Common filtering equipment may not adequately protect machine shop workers: study
Posted December 13, 2016
Workers are not being adequately protected from exposure to metalworking fluids in machining shops, according to a recent study coordinated by the Finnish Institute of Occupational Health (FIOH). The study detected deficiencies in air filtering equipment connected to machine tools.
The study concluded that the filtering equipment used in many machining centers is not up to the task of removing gaseous pollutants generated by metalworking fluid. Metalworking fluids used during machining with chip removal, such as turning, milling, drilling, cutting, etc. form aerosols containing particulate matter and gaseous compounds that may be harmful to workers’ health.
According to the study, even when individual pollutants do not reach actionable levels, workers may exhibit symptoms such as coughing, stuffy nose, irritated eyes, shortness of breath, asthma, and other respiratory issues.
The FIOH says the pollutants detected in the study were mainly alkanolamines and volatile organic compounds (VOCs). Filters used in most machine shops trap particulate pollutants, but do not capture pollutants that become aerosols.
The FIOH recommends machining centers take the following measures to protect workers from exposures to aerosolized metalworking fluids:
- Vent air from filtering equipment directly outdoors.

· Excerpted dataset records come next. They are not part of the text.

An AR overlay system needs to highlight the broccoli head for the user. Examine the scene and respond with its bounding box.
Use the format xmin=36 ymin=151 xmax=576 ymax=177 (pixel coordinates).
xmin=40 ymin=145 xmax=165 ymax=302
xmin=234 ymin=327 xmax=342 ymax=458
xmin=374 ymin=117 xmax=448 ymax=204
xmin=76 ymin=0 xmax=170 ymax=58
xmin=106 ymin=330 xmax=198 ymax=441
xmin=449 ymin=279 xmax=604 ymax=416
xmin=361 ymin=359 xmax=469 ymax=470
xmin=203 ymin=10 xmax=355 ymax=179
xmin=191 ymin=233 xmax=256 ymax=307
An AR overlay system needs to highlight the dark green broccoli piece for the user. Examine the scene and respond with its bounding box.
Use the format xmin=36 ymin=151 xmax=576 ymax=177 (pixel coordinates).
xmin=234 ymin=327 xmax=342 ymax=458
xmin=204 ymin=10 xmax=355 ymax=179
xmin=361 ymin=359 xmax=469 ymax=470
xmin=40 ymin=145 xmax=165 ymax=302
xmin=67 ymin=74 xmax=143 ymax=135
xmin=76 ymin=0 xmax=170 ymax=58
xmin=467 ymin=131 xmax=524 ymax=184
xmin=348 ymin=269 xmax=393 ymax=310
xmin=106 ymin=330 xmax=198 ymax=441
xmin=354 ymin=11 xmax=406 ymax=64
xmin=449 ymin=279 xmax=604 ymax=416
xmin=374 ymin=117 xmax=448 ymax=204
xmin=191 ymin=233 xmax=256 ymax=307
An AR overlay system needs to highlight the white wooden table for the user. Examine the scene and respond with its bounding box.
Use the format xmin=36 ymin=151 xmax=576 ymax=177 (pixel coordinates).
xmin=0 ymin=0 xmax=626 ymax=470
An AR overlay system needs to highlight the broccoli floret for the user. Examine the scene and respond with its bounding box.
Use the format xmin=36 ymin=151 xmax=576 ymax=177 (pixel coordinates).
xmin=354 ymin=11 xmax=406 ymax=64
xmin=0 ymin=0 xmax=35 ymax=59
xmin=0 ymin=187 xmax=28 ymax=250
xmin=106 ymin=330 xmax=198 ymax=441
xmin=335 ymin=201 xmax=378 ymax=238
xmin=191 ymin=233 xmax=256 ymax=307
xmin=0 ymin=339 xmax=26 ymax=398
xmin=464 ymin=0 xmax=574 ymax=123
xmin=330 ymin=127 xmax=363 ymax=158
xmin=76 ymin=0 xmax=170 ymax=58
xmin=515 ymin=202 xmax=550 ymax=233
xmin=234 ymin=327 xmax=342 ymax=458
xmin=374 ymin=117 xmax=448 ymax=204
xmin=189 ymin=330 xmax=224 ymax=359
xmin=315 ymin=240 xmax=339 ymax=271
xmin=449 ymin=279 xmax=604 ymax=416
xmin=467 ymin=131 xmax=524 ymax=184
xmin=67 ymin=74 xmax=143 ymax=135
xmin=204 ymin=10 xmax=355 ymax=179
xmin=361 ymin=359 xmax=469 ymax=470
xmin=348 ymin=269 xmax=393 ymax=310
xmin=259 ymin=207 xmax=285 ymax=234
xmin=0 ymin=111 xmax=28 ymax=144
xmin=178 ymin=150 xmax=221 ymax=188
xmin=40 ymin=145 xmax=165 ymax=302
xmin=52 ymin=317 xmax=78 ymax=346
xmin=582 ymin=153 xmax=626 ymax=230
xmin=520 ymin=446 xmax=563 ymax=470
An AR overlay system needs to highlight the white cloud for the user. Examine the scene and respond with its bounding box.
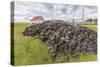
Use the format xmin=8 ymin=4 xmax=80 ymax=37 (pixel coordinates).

- Significantly increase ventilation to dilute the air pollutant concentrations passing though filtering equipment.
- Improve machine filtering to capture gaseous air pollutants. (This is the most energy efficient option.)
Employers should also consider the air flow rate from the machine tool enclosure. When the air flow rate is low, it does not stop pollutants from entering the workspace. Further, low rates of air flow allow dirt and dust to accumulate in ducts, increasing the risk of fire.
Finally, workers may be exposed to metalworking fluids during regular maintenance activities.